I have to take a second here and single out Joe Cox. Here’s a guy who led the Dawgs to a comeback win over Colorado last year, but he ended the season positioned to be a career backup. Even though recent events have proven that Cox gets along with his teammates, Stafford’s promotion had to be a tough bit of news to take, and it might even be understandable for Cox to become a little disillusioned with the situation. But Pugh credited Cox (and Massaquoi too) with honest feedback that helped him choose Georgia. "Their feedback really matched up to the visit," Pugh said ($), and it obviously meant a lot that these two Independence alums could back up with their own experience what Pugh was hearing from the coaches.

The other commitment was a bit of a surprise. Griffin defensive lineman Toby Jackson, considered to be leaning to Alabama, announced his commitment to the Dawgs on Sunday evening. Jackson draws comparisons with former Bulldog Jonathan Sullivan for his ability to play defensive end and defensive tackle. Though Jackson committed to Georgia, don’t expect Alabama or even other schools like FSU to back off of one of the best defensive linemen in the state. With standout lineman DeAngelo Tyson already committed, Jackson would be another key piece in a potentially tremendous defensive line class.
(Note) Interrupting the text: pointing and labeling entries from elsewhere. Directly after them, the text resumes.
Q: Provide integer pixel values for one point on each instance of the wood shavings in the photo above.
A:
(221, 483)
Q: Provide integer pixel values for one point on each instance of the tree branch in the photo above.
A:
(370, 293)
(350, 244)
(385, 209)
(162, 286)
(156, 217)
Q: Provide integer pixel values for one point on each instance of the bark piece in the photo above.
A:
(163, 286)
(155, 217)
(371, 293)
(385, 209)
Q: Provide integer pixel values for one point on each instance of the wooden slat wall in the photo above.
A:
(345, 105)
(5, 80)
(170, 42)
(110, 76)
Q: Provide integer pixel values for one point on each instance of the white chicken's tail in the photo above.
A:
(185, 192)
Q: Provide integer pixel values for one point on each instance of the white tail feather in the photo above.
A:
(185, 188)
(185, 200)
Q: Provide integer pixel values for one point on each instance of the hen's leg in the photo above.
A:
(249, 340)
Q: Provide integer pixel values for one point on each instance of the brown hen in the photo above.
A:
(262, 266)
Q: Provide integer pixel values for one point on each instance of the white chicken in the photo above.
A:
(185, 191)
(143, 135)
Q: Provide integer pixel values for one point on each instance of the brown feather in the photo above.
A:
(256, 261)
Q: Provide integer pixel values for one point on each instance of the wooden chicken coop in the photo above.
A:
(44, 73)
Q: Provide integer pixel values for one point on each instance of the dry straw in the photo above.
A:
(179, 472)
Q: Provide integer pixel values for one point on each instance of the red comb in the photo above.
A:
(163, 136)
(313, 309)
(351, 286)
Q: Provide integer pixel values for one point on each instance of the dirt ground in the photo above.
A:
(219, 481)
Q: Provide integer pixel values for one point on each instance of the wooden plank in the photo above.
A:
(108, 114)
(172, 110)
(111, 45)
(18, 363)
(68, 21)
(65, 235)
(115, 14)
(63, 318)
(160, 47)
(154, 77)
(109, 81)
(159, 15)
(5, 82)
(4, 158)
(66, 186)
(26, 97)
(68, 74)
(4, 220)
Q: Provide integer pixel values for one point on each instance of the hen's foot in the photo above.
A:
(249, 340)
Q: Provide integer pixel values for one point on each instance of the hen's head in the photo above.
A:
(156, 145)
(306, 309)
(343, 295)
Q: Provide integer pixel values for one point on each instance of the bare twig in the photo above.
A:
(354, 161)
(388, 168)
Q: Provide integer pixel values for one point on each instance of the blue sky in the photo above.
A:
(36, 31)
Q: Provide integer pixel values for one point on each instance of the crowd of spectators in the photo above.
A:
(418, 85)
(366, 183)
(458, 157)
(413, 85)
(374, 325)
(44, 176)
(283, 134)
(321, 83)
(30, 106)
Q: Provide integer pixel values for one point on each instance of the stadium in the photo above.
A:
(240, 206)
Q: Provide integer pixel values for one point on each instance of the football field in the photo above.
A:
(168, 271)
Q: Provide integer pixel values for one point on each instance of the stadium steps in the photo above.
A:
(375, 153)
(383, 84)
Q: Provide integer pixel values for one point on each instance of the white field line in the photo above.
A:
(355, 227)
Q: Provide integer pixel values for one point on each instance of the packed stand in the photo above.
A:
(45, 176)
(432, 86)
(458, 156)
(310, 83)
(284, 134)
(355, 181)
Why is recruiting going so well? Everyone is pointing this morning to Loran Smith’s piece in the ABH about the "new Mark Richt" who is much more hands-on in recruiting this year. By cutting back on personal commitments and changing responsibilities within the program (Mike Bobo’s increased role stands out), Richt has been able to give things like recruiting much more personal attention. It’s not just recruiting, either. If you’ve been at a Road Tour event this spring, Richt seems much more comfortable talking about the bigger picture. He’s able to speak in depth about defenders. He wasn’t ever completely aloof when talking about the rest of his team, but it was clear and natural that his focus was on offense. That’s changing a bit.

And let’s face it: this time last year, Coach Richt was dealing with a very serious health crisis with his wife. The life-changing nature of cancer strikes even the most driven of us, and it is entirely reasonable and understandable that Coach Richt would have been distracted last summer.

The result is that a very solid recruiting class is coming together. There are several pieces to the puzzle. It’s a good year in-state at some key positions. Richt will also be the first to credit a very capable staff of assistants who do much of the heavy lifting. But there is no question that more and not less exposure to Mark Richt on the recruiting trail is a big plus to many of this year’s top prospects.